より踏み込んだ資料の収集はありがたい。二つの気持ちが交互に出ては消えていく。
「あ、安心してください。私、先生に対して恋愛感情ゼロですし、先生のこと信頼してますし。私が通報したら地位も全部なくなるのにしないと思っているので」
「そ、そこは冷静なんだ……いや、別に何もしないし、されなくてもいいけど。
そこまで断言されるとびっくりしちゃうな」
どこか馬鹿にされたような気分にもなるが、彼女の態度からして、当然の発言という感じでその調子がまた恥ずかしい。

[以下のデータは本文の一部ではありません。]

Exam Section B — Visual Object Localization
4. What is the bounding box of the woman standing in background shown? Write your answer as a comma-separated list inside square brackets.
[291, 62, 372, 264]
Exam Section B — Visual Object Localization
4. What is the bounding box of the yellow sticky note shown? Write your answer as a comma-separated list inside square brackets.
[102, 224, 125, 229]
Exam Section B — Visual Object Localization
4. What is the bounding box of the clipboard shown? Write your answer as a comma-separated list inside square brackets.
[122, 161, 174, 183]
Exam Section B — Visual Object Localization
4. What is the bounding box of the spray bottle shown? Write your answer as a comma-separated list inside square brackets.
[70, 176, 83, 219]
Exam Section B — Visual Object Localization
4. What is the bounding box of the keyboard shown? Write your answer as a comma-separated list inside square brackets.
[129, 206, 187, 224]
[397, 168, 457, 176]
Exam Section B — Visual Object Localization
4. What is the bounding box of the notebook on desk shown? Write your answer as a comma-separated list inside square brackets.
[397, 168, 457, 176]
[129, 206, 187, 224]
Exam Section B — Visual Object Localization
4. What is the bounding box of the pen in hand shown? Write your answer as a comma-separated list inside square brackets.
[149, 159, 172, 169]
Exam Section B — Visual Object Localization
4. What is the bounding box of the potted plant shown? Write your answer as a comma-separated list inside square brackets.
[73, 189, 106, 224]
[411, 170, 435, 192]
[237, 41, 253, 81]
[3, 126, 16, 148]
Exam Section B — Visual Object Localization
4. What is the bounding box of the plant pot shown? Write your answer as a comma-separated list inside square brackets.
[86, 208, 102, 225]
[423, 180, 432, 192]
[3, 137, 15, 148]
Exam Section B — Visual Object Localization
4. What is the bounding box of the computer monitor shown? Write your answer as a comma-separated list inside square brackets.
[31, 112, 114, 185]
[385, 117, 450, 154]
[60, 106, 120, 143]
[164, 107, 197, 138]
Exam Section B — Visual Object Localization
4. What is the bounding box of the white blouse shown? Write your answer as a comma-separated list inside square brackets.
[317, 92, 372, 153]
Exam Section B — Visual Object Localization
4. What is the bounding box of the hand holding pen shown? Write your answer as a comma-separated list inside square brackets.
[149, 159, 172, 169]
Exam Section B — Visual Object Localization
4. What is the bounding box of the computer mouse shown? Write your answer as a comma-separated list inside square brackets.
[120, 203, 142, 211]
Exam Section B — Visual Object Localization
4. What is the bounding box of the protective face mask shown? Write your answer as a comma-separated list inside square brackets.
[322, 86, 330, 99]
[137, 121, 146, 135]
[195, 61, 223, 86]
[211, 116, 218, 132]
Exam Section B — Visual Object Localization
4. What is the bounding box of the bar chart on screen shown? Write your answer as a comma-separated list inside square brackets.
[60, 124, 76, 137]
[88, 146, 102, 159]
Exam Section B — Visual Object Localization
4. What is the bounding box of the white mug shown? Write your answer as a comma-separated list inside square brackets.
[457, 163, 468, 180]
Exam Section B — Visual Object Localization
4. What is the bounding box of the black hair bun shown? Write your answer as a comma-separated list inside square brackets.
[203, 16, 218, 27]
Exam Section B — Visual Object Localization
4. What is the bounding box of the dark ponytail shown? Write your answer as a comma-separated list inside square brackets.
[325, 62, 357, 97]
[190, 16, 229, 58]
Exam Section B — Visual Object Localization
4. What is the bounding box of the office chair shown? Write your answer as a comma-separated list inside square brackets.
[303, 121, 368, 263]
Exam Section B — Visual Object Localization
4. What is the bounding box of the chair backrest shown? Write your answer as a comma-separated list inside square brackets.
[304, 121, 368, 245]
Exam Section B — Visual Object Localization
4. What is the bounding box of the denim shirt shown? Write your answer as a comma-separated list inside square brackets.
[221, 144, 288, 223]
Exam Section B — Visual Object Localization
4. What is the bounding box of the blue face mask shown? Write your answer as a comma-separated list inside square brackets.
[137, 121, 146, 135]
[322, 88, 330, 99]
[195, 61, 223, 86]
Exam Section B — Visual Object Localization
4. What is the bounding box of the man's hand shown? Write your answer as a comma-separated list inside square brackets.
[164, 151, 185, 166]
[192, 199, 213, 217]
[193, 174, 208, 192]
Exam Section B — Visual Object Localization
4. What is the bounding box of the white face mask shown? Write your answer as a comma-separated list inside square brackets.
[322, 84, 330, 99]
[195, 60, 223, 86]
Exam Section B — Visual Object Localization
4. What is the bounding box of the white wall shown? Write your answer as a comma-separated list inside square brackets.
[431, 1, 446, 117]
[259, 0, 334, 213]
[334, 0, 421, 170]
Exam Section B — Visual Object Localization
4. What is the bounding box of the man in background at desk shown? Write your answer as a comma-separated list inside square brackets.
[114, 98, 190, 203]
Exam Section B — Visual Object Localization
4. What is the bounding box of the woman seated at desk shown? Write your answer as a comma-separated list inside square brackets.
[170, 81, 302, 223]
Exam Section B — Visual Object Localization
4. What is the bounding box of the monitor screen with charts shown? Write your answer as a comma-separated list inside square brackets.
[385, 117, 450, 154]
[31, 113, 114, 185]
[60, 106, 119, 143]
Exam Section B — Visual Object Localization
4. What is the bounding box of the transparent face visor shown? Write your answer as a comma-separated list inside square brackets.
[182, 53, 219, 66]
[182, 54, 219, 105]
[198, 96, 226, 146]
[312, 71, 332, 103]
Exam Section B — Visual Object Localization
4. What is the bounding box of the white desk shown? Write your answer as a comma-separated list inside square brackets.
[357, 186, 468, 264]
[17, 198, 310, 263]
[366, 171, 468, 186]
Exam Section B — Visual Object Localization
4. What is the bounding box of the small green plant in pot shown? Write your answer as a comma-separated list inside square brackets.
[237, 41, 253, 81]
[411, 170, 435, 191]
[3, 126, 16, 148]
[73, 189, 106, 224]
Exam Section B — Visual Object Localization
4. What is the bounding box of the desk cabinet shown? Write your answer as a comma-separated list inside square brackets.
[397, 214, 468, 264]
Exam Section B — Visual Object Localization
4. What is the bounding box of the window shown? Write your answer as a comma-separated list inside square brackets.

「観察ねえ……確かに、環境に問題はあるかもしれない。そんな危険な信号が出ている所なら、ぼくも幽霊が見えるかもしれない」
「見る限りでも、先生はかなり霊に鈍いようなので、それでも何か感じるのかを試したいんです。もしそうでないにしても、心療内科の先生から見て改善したところがあれば指摘がもらえれば、メンタルが落ち着て幽霊がみえなくなるかもしれない、と思って」
人を何かの検査装置にしたいのか。しかし、致し方ない。
彼女とは何もないということを確約し、ファミレスを出て彼女の住むマンションに向かった。どうやら父親は今日は朝までかえってこない日らしい。最近、家にいることを嫌うようで、あまり家にいないか、家にいても酒を飲んで寝てしまうらしい。
真夜中に毎日のように見る【嫌なもの】を自分以外も感じてほしい。
いつも、自室で寝ていると感じるのだという。
ぼくは薄暗いマンションの廊下に立つと、妙な感覚を覚えた。
これは霊でもなく、何か動物的な不快感というものがぞわぞわと襲い掛かってきた。